The compact crossover utility vehicle, which is said to be an aspect of a contemporary “people’s car” project, was confirmed by Michael Jost, the firm’s strategy product head, last month. The new vehicle is expected to be available on the market by 2024 at the latest, and possibly as early as 2023.
What is it?
The new cheaper electric car will be a 5-seater vehicle with a raised ride height, in addition to exterior dimensions akin to those in the combustion-engined T-Roc. It forms part of the company’s upcoming series of I.D battery powered models which will begin with next year’s launch of the new Neo hatchback.
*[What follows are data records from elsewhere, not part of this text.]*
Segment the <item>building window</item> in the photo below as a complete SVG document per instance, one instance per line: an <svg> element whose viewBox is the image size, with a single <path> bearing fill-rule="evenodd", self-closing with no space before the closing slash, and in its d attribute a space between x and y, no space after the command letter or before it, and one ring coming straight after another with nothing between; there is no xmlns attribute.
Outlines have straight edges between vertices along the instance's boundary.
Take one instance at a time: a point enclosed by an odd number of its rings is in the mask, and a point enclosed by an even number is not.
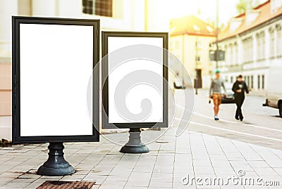
<svg viewBox="0 0 282 189"><path fill-rule="evenodd" d="M252 89L254 88L254 76L253 75L251 76L251 88Z"/></svg>
<svg viewBox="0 0 282 189"><path fill-rule="evenodd" d="M229 57L229 61L230 61L230 65L233 64L233 46L232 44L229 46L229 49L230 49L230 57Z"/></svg>
<svg viewBox="0 0 282 189"><path fill-rule="evenodd" d="M113 0L82 0L82 13L112 17Z"/></svg>
<svg viewBox="0 0 282 189"><path fill-rule="evenodd" d="M250 63L252 61L253 58L253 39L252 37L243 40L243 62Z"/></svg>
<svg viewBox="0 0 282 189"><path fill-rule="evenodd" d="M264 75L262 75L262 89L264 89Z"/></svg>
<svg viewBox="0 0 282 189"><path fill-rule="evenodd" d="M180 48L180 43L179 41L176 41L174 48L175 48L176 50L178 50L178 49Z"/></svg>
<svg viewBox="0 0 282 189"><path fill-rule="evenodd" d="M197 41L195 43L195 47L196 47L197 48L201 48L202 44L201 44L201 41Z"/></svg>
<svg viewBox="0 0 282 189"><path fill-rule="evenodd" d="M270 35L270 42L269 42L269 57L270 58L274 58L274 30L271 28L269 29L269 35Z"/></svg>
<svg viewBox="0 0 282 189"><path fill-rule="evenodd" d="M196 56L195 58L195 60L196 62L200 62L201 61L201 57L200 56Z"/></svg>
<svg viewBox="0 0 282 189"><path fill-rule="evenodd" d="M265 58L265 35L264 32L257 34L257 60L262 60Z"/></svg>
<svg viewBox="0 0 282 189"><path fill-rule="evenodd" d="M250 87L250 76L247 76L247 84Z"/></svg>
<svg viewBox="0 0 282 189"><path fill-rule="evenodd" d="M281 57L282 56L282 34L281 34L281 26L280 25L277 25L276 32L277 32L277 39L276 39L276 56Z"/></svg>
<svg viewBox="0 0 282 189"><path fill-rule="evenodd" d="M238 46L237 43L234 44L234 48L235 48L235 53L234 53L234 63L235 64L238 63L238 57L239 57L239 53L238 53Z"/></svg>

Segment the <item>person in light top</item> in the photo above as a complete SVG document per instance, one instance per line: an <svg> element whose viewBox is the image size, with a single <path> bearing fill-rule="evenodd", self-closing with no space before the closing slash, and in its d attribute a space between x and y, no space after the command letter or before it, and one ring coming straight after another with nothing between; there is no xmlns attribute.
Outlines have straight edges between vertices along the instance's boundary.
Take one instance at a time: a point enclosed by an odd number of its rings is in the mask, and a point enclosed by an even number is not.
<svg viewBox="0 0 282 189"><path fill-rule="evenodd" d="M211 87L209 89L209 98L214 101L214 120L219 120L219 105L221 104L222 90L224 90L225 96L226 96L226 90L224 86L223 80L220 77L220 71L219 70L215 72L216 77L212 79Z"/></svg>

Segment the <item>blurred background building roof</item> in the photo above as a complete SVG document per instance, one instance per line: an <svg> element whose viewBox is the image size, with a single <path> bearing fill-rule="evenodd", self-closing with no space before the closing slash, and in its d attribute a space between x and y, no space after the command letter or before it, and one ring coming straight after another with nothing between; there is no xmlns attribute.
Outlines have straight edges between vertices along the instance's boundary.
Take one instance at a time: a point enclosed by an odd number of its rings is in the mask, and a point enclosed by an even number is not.
<svg viewBox="0 0 282 189"><path fill-rule="evenodd" d="M187 15L171 20L170 35L183 34L208 36L216 35L215 28L195 15Z"/></svg>
<svg viewBox="0 0 282 189"><path fill-rule="evenodd" d="M267 1L253 9L235 17L228 22L226 28L219 33L219 40L235 37L282 15L281 4Z"/></svg>

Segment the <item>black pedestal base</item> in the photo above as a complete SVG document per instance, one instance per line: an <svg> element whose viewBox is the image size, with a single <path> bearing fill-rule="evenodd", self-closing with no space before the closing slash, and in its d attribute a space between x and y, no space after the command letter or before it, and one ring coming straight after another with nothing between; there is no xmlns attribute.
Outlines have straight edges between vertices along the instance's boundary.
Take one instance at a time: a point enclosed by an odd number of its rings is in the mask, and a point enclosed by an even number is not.
<svg viewBox="0 0 282 189"><path fill-rule="evenodd" d="M64 176L75 172L73 167L63 157L63 143L50 143L49 157L37 170L37 174L44 176Z"/></svg>
<svg viewBox="0 0 282 189"><path fill-rule="evenodd" d="M149 148L141 141L140 129L130 129L129 141L121 148L123 153L140 154L149 152Z"/></svg>

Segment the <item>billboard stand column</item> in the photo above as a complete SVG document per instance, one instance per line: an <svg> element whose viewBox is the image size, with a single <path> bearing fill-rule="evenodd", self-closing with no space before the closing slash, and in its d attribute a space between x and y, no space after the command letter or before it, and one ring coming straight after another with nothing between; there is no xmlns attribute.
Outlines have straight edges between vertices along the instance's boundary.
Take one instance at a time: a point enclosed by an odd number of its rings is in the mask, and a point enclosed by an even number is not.
<svg viewBox="0 0 282 189"><path fill-rule="evenodd" d="M147 153L149 148L141 141L141 128L130 128L129 129L129 141L121 148L120 152L123 153Z"/></svg>
<svg viewBox="0 0 282 189"><path fill-rule="evenodd" d="M75 172L73 167L63 157L63 143L50 143L49 157L37 170L37 174L44 176L64 176Z"/></svg>

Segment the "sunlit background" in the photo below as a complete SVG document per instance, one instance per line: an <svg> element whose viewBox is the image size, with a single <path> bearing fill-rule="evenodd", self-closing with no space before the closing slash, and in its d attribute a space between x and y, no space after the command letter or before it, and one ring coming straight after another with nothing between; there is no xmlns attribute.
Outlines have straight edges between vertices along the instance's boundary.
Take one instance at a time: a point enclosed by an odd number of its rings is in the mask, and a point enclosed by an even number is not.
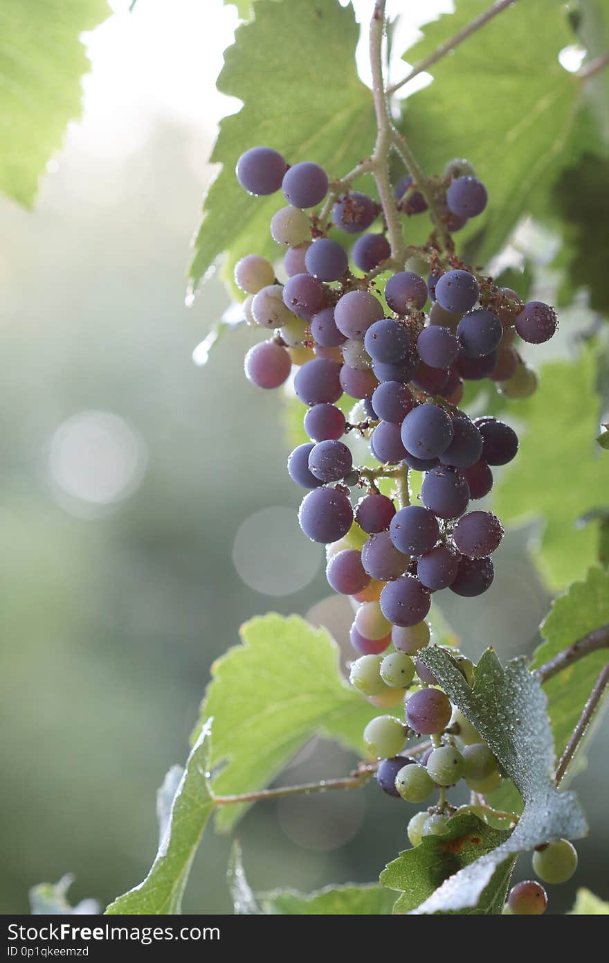
<svg viewBox="0 0 609 963"><path fill-rule="evenodd" d="M212 278L187 307L185 269L217 121L239 109L215 90L236 11L112 7L87 37L84 115L35 212L0 202L4 913L27 911L29 888L66 872L76 898L102 904L145 875L156 788L184 761L210 664L242 621L310 613L342 642L350 621L295 521L276 397L242 377L251 331L222 339L204 367L192 361L228 306ZM450 4L409 7L398 52ZM475 606L446 600L469 655L491 642L503 656L530 650L548 601L525 559L533 534L505 539ZM315 741L282 778L342 775L352 762ZM606 767L578 788L594 837L552 893L554 912L582 882L609 895ZM374 787L260 805L240 833L250 881L371 879L406 845L411 809ZM207 836L185 911L230 912L229 843Z"/></svg>

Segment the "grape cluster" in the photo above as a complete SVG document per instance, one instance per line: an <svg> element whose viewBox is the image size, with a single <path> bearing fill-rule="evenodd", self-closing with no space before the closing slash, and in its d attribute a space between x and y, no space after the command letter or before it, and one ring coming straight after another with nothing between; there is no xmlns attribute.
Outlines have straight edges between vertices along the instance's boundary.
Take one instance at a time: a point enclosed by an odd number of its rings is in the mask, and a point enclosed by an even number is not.
<svg viewBox="0 0 609 963"><path fill-rule="evenodd" d="M496 760L417 654L429 642L432 593L486 591L503 535L495 515L469 503L491 491L493 468L515 457L518 437L498 419L472 420L458 407L464 381L490 377L509 398L531 394L537 378L516 339L548 340L556 315L441 255L433 238L395 263L377 202L348 189L334 193L317 164L291 167L276 150L254 147L240 158L237 176L250 194L282 191L286 201L270 221L285 247L282 268L248 254L235 270L246 320L272 332L247 352L245 374L277 388L295 371L310 441L291 454L288 471L308 489L298 519L309 538L327 546L329 585L357 606L351 683L380 709L411 690L405 722L380 716L366 728L368 750L381 760L379 785L411 802L425 801L435 787L444 800L444 789L461 778L476 793L491 792L501 779ZM450 162L434 183L449 232L486 206L467 161ZM394 203L406 217L427 207L410 175L395 185ZM356 403L349 421L343 395ZM353 464L351 431L368 441L379 468ZM420 504L408 504L409 471L422 473ZM382 478L395 480L396 490L383 493ZM361 495L355 506L353 492ZM471 664L460 657L459 664L470 682ZM411 733L432 737L418 761L403 755ZM418 814L411 842L441 833L447 811Z"/></svg>

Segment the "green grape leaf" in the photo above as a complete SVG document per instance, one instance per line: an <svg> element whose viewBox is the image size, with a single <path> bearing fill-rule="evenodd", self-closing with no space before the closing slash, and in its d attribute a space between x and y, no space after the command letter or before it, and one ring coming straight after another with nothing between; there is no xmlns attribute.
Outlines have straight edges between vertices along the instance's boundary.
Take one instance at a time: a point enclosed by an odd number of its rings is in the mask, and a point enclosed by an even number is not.
<svg viewBox="0 0 609 963"><path fill-rule="evenodd" d="M71 873L62 876L58 883L38 883L30 890L30 906L33 916L90 916L99 913L96 899L81 899L71 906L67 891L74 882Z"/></svg>
<svg viewBox="0 0 609 963"><path fill-rule="evenodd" d="M590 890L577 890L575 903L568 916L606 916L609 913L609 902L596 897Z"/></svg>
<svg viewBox="0 0 609 963"><path fill-rule="evenodd" d="M190 750L171 804L166 828L146 878L117 897L106 913L116 916L176 915L201 835L212 815L214 798L208 785L211 720L202 727ZM171 772L171 770L169 770ZM167 787L167 778L161 794ZM165 809L165 804L164 804Z"/></svg>
<svg viewBox="0 0 609 963"><path fill-rule="evenodd" d="M509 839L450 875L416 910L444 913L475 907L497 867L506 860L549 840L578 839L588 826L573 794L556 791L546 698L524 660L514 659L503 668L493 649L487 649L470 688L454 660L442 649L425 649L419 658L489 743L524 800Z"/></svg>
<svg viewBox="0 0 609 963"><path fill-rule="evenodd" d="M459 813L448 820L444 836L423 836L414 849L405 849L381 872L380 881L401 895L393 913L411 913L459 870L493 852L509 839L510 830L494 829L473 813ZM458 913L496 915L505 901L514 858L497 866L483 897L476 892L471 903ZM441 911L442 912L442 911Z"/></svg>
<svg viewBox="0 0 609 963"><path fill-rule="evenodd" d="M355 68L357 39L352 9L336 0L257 0L255 19L238 28L217 87L243 107L224 117L212 154L222 169L205 198L190 268L192 287L223 251L231 273L244 254L274 260L280 253L268 222L285 199L281 192L251 197L240 187L235 165L244 150L267 144L291 164L316 161L330 177L343 176L369 154L374 114Z"/></svg>
<svg viewBox="0 0 609 963"><path fill-rule="evenodd" d="M216 795L268 785L317 733L364 752L362 732L378 709L340 676L325 629L270 612L246 622L241 636L242 644L214 664L201 707L202 719L214 716ZM245 809L219 807L217 828L230 829Z"/></svg>
<svg viewBox="0 0 609 963"><path fill-rule="evenodd" d="M488 6L461 0L405 59L417 63ZM434 82L404 102L401 127L422 169L441 173L451 157L467 157L488 189L486 211L458 235L474 262L501 247L531 196L585 147L571 136L582 85L558 62L571 42L553 0L516 4L433 65Z"/></svg>
<svg viewBox="0 0 609 963"><path fill-rule="evenodd" d="M539 668L593 629L609 622L609 572L591 568L585 582L574 582L554 600L541 632L544 641L535 650L533 667ZM561 755L603 666L607 649L599 649L573 663L544 684L556 752Z"/></svg>
<svg viewBox="0 0 609 963"><path fill-rule="evenodd" d="M598 426L596 354L582 351L575 364L543 365L540 390L518 403L525 427L518 457L494 488L494 508L503 522L543 512L545 530L535 547L540 567L558 589L596 560L596 533L577 520L609 487L609 461L596 443ZM561 412L569 412L569 417ZM566 470L572 465L573 473Z"/></svg>
<svg viewBox="0 0 609 963"><path fill-rule="evenodd" d="M0 43L0 190L32 207L38 179L80 117L89 64L81 35L110 13L107 0L5 0Z"/></svg>
<svg viewBox="0 0 609 963"><path fill-rule="evenodd" d="M377 883L324 886L314 893L272 890L252 893L245 877L239 843L233 846L228 883L235 913L267 916L378 916L389 915L394 897Z"/></svg>

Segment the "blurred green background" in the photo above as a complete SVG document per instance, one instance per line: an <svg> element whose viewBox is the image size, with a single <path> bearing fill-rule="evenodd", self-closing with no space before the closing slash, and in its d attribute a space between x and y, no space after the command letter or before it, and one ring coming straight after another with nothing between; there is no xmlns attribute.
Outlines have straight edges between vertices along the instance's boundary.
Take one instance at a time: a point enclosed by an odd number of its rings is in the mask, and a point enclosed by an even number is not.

Herbert Diess, the chairman of Volkswagen, has previously indicated that the price for the new vehicle could be as low as £17,500 in the United Kingdom, or €20,000 elsewhere in Europe. That price point was also confirmed by Jost, who added that Volkswagen is responsible for the creation of electric vehicles that are fully networked and beautifully designed, as well as being great fun to actually drive.
Plans for the future
The cheaper pricing for the fifth I.D model following the Nero, and the Crozz, Vizion and Buzz production versions, is a vital part of the company’s broader plans to create a new, modern people’s car that is electric-powered in a bid to replicate the success of the first Beetle and the subsequent Golf.
Diess, who is the architect of the electric car strategy at Volkswagen, stated just recently that engineers were already hard at work on a new vehicle intended to go on sale at 50 percent less the price of the Tesla Model 3, and while he did not put a name to the new electric crossover, he did strongly imply that it would be available to purchase for consumers within the next four years. The idea is to create a new electric vehicle that has classless design appeal, as well as a large amount of interior space, while having a compact footprint. It’s hoped it will be affordable enough for it to appeal to a large array of those who already buy other cars in the company’s existing markets.
The MEB models
As with the other I.D models, the car is based on the firm’s new Modularen Electrik Baukasten (MEB) modular electric architecture platform, which has a front-mounted electric motor working with a battery that has enough capacity to offer a range that goes far beyond the 186 miles claimed by the e-Golf today.
It is likely to be offered only in front-wheel drive to keep the price down, with a number of connectivity choices offered in the form of optional equipment. Production is to take place at the firm’s German manufacturing plant in Emden, meaning that the company will have installed capacity for more than a million electric cars by 2022. There is as yet no indication whether other factories will produce the new I.D model. 27 MEB-based models are intended to be launched by the four company brands – Volkswagen, Skoda, Seat and Audi – by 2025.